No More Apple Mysteries, Part Twoby Johan De Gelas on September 1, 2005 12:05 AM EST
- Posted in
IntroductionA little bit more than a month ago, AnandTech published "No more mysteries: Apple's G5 versus x86, Mac OS X versus Linux" with the ambitious goal of finding out how the Apple platform compares, performance-wise, to the x86 PC platform. The objective was to find out how much faster or slower the Apple machines were compared to their PC alternatives in a variety of server and workstation applications.
Some of the results were very surprising and caught the attention of millions of AnandTech readers. We found out that the Apple platform was a winner when it came to workstation applications, but there were serious performance problems when you run server applications such as MySQL (Relational Database) or Apache (Webserver). The MySQL database running on Mac OS X and the Dual G5 was up to 10 times slower than on the Dual Opteron running Linux.
We suspected that Mac OS X was to blame as low level OS benchmarks (Lmbench 3.0) indicated low OS performance. The whole article was a first attempt to understand better how the Apple platform - Mac OS X + G5 - performs, and as always, first attempts are never completely successful or accurate. As we found more and more indications that the OS, not the CPU, was the one to blame, it became obvious that we should give more proof for our "Mac OS X has a weak spot" theory by testing both the Apple and x86 machines with Linux. My email was simply flooded with hundreds of requests for some Linux Mac testing...even a month after publication!
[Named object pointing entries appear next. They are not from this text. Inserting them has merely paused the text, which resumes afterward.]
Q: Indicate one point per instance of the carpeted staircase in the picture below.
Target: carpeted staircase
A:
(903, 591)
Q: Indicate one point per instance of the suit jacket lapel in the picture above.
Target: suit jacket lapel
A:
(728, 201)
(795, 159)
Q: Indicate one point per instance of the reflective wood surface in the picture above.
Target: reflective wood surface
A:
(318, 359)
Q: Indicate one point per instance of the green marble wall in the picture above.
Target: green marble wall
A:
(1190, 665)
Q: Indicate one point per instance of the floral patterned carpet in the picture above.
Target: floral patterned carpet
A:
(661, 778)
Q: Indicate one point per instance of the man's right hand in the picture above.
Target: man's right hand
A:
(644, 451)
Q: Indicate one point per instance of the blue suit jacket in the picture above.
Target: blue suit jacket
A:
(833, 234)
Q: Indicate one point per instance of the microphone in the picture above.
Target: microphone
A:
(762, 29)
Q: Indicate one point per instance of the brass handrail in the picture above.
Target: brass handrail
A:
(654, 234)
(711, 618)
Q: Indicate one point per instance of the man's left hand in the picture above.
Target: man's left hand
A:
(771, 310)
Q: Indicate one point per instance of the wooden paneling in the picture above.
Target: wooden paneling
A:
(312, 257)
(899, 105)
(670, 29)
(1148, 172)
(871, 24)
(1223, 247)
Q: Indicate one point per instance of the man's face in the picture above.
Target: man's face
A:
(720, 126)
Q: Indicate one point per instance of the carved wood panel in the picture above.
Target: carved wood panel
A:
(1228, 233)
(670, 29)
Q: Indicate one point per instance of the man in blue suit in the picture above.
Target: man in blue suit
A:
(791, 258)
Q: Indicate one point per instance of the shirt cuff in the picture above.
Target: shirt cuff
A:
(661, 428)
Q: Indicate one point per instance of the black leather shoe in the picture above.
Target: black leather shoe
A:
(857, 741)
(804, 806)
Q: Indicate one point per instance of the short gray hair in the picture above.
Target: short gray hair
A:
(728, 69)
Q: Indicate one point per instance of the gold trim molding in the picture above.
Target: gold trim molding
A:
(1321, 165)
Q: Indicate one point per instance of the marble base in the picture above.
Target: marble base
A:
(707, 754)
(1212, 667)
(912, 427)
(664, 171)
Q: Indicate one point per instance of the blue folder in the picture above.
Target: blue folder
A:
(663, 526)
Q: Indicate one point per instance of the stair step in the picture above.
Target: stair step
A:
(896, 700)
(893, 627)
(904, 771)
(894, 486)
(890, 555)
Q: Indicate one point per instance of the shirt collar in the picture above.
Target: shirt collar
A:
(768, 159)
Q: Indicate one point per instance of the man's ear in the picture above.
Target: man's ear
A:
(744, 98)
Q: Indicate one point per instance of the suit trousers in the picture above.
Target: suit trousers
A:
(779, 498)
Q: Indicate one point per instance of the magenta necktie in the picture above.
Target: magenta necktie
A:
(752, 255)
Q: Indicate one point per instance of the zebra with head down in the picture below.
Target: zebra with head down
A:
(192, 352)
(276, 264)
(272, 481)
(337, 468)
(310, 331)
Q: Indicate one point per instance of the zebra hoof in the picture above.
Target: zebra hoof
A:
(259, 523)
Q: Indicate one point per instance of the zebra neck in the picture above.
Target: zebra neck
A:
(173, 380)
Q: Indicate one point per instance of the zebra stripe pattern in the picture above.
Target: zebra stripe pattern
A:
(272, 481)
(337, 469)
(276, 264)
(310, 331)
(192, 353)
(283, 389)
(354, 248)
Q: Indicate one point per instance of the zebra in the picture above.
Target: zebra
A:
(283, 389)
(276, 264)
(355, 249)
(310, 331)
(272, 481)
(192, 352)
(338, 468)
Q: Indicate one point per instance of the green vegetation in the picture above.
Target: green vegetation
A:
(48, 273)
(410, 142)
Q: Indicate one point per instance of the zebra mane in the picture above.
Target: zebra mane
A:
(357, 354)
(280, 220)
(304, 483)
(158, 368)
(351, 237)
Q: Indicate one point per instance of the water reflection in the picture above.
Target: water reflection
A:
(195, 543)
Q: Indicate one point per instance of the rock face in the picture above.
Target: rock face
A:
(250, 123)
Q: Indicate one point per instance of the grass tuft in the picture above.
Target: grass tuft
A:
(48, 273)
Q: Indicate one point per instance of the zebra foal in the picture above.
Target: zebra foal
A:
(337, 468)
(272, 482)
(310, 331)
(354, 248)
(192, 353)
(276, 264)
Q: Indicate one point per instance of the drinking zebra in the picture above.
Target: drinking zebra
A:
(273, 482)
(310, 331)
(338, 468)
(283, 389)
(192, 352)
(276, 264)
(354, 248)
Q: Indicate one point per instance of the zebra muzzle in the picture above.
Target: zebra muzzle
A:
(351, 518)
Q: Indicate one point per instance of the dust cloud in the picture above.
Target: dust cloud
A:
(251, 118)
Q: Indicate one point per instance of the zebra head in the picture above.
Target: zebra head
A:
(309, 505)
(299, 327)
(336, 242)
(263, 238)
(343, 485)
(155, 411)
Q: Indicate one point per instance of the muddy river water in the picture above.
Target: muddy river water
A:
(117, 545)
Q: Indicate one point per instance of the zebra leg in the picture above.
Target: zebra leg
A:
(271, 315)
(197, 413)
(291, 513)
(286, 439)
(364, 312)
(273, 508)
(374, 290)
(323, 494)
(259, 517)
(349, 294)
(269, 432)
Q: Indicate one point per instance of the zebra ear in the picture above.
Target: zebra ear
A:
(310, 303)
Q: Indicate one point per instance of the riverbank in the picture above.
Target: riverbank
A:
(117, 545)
That is what we'll be doing in this article: we will shed more light on the whole Apple versus x86 PC, IBM G5 versus Intel CPU discussion by showing you what the G5 is capable of when running Linux. This gives us insight on the strength and weakness of Mac OS X, as we compare Linux and Mac OS X on the same machine.
The article won't answer all the questions that the first one had unintentionally created. As we told you in the previous article, Apple pointed out that Oracle and Sybase should fare better than MySQL on the Xserve platform. We will postpone the more in-depth database testing (including Oracle) to a later point in time, when we can test the new Apple Intel platform.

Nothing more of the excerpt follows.